Last year I saw Einstein on the Beach, Robert Wilson and Philip Glass’s unclassifiable Gesamtkunstwerk of an opera, which premiered in 1976 and hadn’t been produced in full since 1992. I was already familiar with photos of some of Wilson’s sets—a boy suspended on a platform high above an oncoming train, a grid of figures silhouetted against blazing cogs of light—and had listened to recordings of Glass’s music, but I didn’t know what to expect when the opera was restaged at the Brooklyn Academy of Music. In its absence, Einstein seemed to have become the stuff of myth for those who had seen it in its original incarnation. Like long-ago pilgrims who had glimpsed something holy in the cave at Lourdes, they insisted that it had exerted an indescribable power over them, and they feared that in the intervening decades that power might have waned.
In an interview given before the start of the tour, Philip Glass was asked how he thought an audience might react to Einstein on the Beach more than thirty-five years after its creation. “My experience is that each time we do Einstein with a new audience, they can’t believe it,” he said. “People today are growing up looking at work that is a strange imitation of things that were done twenty years before, and then when they see the real thing, the actual production that was done…they find it astonishing, absolutely astonishing.” A similar question about the 1970s avant-garde scene was put to the musician and performance artist Laurie Anderson, a sometime collaborator with Wilson and Glass: “How do you make today’s audiences feel the originality of that work decades later?” Answered Anderson, wisely: “It doesn’t really matter if it’s new; it matters if it’s good.”
In 2010, the National Book Critics Circle asked its members to name the work of fiction or nonfiction they would most like to see republished. The winner “by far” was Speedboat, the first novel by the writer Renata Adler. That any one book could emerge as a clear favorite in a survey of people who pride themselves on coming up with opinions for a living, in which no language or genre or range of decades was specified and no list of candidates designated, is remarkable, even uncanny, as if the members of the NBCC had for years been falling asleep to the same recurring dream.
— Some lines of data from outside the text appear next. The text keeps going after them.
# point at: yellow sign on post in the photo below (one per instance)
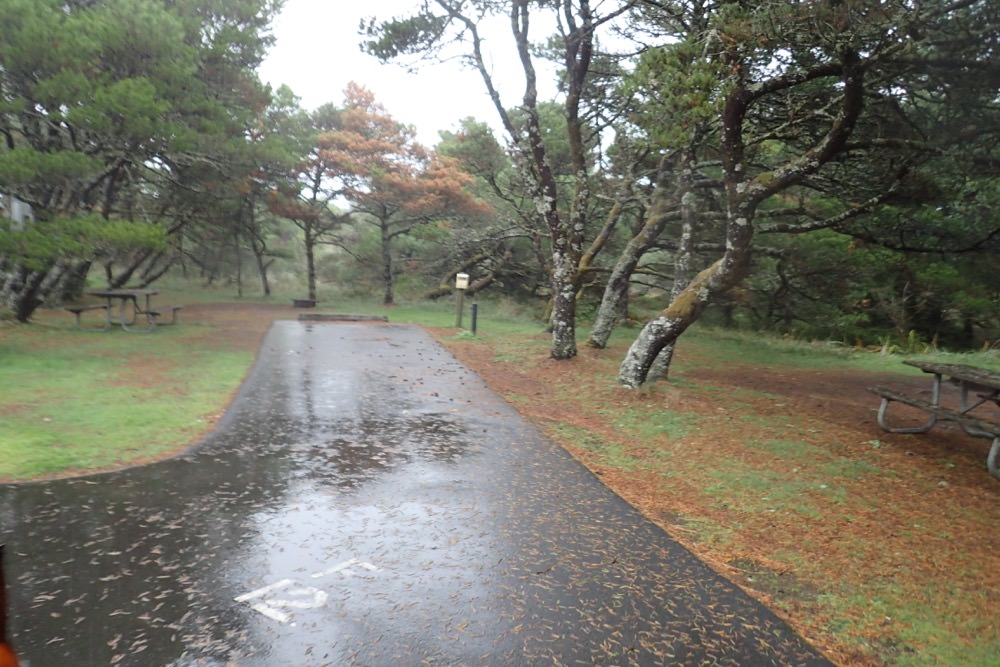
(461, 284)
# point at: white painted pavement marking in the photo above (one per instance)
(301, 597)
(345, 568)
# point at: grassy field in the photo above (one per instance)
(881, 549)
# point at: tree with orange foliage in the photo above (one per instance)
(390, 180)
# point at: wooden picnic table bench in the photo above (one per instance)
(979, 388)
(79, 309)
(130, 308)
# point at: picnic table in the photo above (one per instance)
(979, 391)
(129, 307)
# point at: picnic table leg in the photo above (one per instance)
(128, 324)
(935, 400)
(884, 408)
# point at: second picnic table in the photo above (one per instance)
(979, 388)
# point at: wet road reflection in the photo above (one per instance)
(366, 500)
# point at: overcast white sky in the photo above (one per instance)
(316, 54)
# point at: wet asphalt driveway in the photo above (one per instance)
(365, 501)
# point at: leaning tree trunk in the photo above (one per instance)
(388, 298)
(685, 309)
(682, 276)
(614, 302)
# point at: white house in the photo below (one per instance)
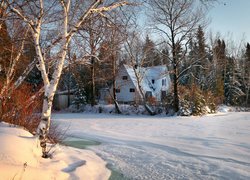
(154, 82)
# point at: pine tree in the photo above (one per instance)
(219, 58)
(202, 71)
(246, 75)
(5, 46)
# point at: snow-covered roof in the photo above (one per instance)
(146, 75)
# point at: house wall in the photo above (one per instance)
(125, 85)
(61, 101)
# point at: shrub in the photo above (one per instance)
(17, 109)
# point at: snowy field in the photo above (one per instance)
(142, 147)
(20, 158)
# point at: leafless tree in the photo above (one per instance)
(176, 20)
(58, 20)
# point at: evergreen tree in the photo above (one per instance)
(202, 69)
(219, 58)
(246, 75)
(5, 46)
(232, 83)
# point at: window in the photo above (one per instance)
(131, 90)
(117, 90)
(124, 77)
(148, 94)
(164, 83)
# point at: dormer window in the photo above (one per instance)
(164, 83)
(124, 77)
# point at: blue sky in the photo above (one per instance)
(231, 17)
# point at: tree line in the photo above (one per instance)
(80, 45)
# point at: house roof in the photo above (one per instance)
(146, 75)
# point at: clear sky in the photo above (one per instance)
(231, 17)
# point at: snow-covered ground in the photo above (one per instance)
(143, 147)
(20, 158)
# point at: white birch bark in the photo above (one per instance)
(50, 86)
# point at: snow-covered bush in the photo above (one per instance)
(194, 101)
(19, 110)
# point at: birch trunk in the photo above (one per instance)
(66, 34)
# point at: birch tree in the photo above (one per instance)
(63, 18)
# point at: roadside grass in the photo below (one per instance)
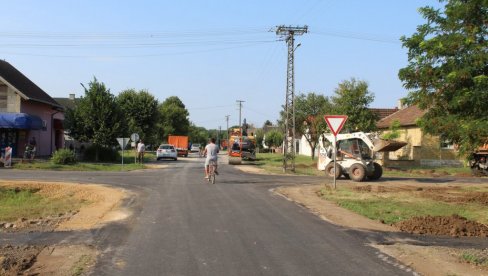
(304, 165)
(475, 256)
(129, 164)
(27, 203)
(392, 207)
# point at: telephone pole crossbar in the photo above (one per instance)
(288, 33)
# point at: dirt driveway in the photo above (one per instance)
(73, 259)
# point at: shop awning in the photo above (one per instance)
(20, 121)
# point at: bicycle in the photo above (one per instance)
(211, 171)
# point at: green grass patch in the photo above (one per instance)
(27, 203)
(475, 256)
(39, 165)
(397, 206)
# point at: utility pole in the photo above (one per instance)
(288, 34)
(227, 119)
(240, 111)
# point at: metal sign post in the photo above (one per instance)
(135, 137)
(123, 143)
(335, 123)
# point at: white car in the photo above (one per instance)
(195, 148)
(166, 151)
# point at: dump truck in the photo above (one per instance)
(241, 147)
(355, 155)
(180, 143)
(479, 161)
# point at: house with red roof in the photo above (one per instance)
(27, 112)
(422, 149)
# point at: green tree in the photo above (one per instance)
(447, 72)
(273, 139)
(140, 110)
(96, 117)
(173, 118)
(309, 117)
(352, 98)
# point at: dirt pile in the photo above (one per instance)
(16, 259)
(42, 224)
(455, 226)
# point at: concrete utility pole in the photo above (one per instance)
(227, 119)
(288, 33)
(240, 111)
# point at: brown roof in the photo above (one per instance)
(383, 112)
(407, 117)
(25, 86)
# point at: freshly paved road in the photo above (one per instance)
(181, 225)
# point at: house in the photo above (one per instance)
(26, 112)
(422, 149)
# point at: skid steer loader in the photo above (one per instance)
(355, 155)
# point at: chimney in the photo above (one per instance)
(400, 104)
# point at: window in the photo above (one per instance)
(446, 144)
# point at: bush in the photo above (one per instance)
(104, 154)
(64, 157)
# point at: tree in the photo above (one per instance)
(309, 117)
(140, 110)
(447, 72)
(96, 118)
(173, 118)
(274, 139)
(352, 98)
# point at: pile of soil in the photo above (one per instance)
(16, 259)
(42, 224)
(455, 226)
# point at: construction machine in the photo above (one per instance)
(479, 161)
(355, 155)
(241, 147)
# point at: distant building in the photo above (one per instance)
(422, 149)
(27, 111)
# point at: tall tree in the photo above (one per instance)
(352, 98)
(309, 117)
(96, 118)
(173, 117)
(448, 72)
(140, 110)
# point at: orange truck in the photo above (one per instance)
(180, 143)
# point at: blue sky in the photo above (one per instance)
(211, 53)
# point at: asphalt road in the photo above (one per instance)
(182, 225)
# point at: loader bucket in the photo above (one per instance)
(387, 145)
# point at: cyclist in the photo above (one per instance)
(211, 151)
Like Einstein on the Beach, Speedboat first appeared in 1976. Like the opera, it was praised for the originality of its structure, at once fractured and rigorously controlled; for the distinctive voice and wit of its creator; and also for a quality harder to pin down—a certain capturing of the zeitgeist, an ability to convey “the special oddities and new terrors of contemporary life,” as Donald Barthelme put it. Then, like Einstein, it disappeared in the early 1990s, when it went out of print. In the intervening decades, both Speedboat and Pitch Dark, Adler’s second and only other novel, originally published in 1983, have faded from view, though not without inspiring a cult following among the avid few.
Speedboat and Pitch Dark are now with us again, and so is Renata Adler, summoned from what had come to look more and more like a permanent retirement to give interviews and join in publicized chats at bookstores and appear at literary cocktail parties with reporters in tow, her signature braid nearly white but still slung across her shoulder and down to her waist like a living length of fisherman’s rope. “This is slowly panic-making,” she told New York magazine, and it’s not hard to understand why. The last time Adler was the focus of this much attention was in 1999, when she published Gone, her scorched-earth memoir of her years at The New Yorker, a magazine that, she declared in the book’s opening salvo, had ceased to exist in any meaningful way after the era of William Shawn.